HTML5 is being developed as the next version of the web language standard with ability to replace Flash as the web’s default video player. It aims to reduce the need for proprietary based plug-in- rich internet application (RIA) technologies such as Adobe Flash, Microsoft Silverlight, and Sun JavaFX.

It promises to do everything that Flash does, from delivering videos and enabling superficial user interfaces to provide a platform to develop small downloadable applications without the need to download and install browser plug-in. This means that fewer complications on end user systems and less need for website owners to invest in RIA Applications.

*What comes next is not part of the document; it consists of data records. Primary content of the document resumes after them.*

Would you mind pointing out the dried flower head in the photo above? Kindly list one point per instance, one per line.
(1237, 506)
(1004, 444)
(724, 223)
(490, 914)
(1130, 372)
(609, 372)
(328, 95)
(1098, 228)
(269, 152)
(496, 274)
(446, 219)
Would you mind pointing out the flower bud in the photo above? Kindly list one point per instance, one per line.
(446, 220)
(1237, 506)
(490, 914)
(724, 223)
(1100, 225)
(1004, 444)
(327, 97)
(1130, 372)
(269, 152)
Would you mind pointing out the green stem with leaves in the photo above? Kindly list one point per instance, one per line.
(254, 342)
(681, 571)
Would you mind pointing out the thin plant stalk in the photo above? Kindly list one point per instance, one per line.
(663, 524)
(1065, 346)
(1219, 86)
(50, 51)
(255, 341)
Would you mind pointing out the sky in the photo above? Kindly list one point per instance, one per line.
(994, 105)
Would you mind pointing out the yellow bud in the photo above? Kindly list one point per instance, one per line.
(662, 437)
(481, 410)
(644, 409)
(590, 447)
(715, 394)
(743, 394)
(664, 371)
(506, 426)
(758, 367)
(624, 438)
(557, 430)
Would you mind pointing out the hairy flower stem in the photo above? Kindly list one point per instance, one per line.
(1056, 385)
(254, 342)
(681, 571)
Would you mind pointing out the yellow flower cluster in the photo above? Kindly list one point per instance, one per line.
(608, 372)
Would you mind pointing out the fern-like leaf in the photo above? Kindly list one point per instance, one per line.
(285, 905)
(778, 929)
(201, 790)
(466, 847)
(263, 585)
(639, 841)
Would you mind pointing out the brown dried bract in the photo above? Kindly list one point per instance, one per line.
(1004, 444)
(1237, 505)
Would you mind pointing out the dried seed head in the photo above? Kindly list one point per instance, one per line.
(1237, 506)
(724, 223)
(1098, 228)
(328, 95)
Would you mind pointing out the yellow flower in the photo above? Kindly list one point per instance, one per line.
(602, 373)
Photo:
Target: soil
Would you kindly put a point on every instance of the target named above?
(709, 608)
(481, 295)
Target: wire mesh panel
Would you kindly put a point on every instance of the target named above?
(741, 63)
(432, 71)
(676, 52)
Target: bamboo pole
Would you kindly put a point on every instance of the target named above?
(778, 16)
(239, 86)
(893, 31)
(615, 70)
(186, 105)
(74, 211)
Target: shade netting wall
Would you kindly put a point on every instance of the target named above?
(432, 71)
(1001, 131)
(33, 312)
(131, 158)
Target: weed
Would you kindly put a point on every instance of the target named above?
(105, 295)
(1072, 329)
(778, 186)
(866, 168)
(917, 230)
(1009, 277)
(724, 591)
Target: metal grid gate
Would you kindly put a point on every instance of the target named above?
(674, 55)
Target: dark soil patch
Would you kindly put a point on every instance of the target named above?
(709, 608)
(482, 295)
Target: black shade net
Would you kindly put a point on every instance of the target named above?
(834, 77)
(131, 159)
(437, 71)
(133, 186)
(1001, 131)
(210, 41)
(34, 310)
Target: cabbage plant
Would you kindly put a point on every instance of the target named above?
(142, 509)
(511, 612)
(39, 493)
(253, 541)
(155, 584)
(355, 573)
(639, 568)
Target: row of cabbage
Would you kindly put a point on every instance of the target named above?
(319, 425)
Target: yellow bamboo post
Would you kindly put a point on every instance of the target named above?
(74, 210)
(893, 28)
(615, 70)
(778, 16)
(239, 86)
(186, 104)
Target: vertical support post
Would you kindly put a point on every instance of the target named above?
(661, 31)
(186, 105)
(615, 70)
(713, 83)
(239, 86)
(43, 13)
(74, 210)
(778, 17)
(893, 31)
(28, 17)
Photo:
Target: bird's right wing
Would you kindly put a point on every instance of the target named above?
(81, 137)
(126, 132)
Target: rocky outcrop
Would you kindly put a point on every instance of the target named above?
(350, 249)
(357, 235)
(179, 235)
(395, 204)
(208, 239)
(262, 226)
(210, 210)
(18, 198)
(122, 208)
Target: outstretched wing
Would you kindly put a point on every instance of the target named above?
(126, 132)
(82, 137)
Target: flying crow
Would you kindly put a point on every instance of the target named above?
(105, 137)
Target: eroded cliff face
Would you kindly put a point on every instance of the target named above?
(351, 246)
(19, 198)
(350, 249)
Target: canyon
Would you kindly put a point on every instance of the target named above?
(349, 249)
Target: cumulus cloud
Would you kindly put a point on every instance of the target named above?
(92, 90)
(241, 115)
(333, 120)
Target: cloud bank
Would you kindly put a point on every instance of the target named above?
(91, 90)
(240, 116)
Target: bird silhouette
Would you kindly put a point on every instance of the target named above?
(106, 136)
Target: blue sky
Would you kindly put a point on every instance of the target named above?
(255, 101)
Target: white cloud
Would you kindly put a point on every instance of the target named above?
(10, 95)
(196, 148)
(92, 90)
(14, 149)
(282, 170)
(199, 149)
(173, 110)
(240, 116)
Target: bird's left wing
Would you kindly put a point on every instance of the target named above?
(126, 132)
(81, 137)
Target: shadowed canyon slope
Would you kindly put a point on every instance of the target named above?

HTML5 has much more features than just being a successor to flash. It provides a new set of features like native video and audio playback, animated graphics, geo-location, hardware acceleration for in-browser events etc designed to make modern web applications work more like desktop applications.

The capability to keep using a browser-based app even if your internet connection drops, the capacity to store application data on your local machine, dragging and dropping of files from the desktop to the browser, and the addition of semantic markup on pages, making easier for humans to understand.

Microsoft has been improving its degree of HTML 5 support in Internet Explorer, particularly in the new preview edition of IE 9. But, it could make implementation difficult through its current loom of only partially implementing HTML 5 support in IE, which is still the mostly widely used internet browser in the world. So let’s wait and watch for the HTML 5.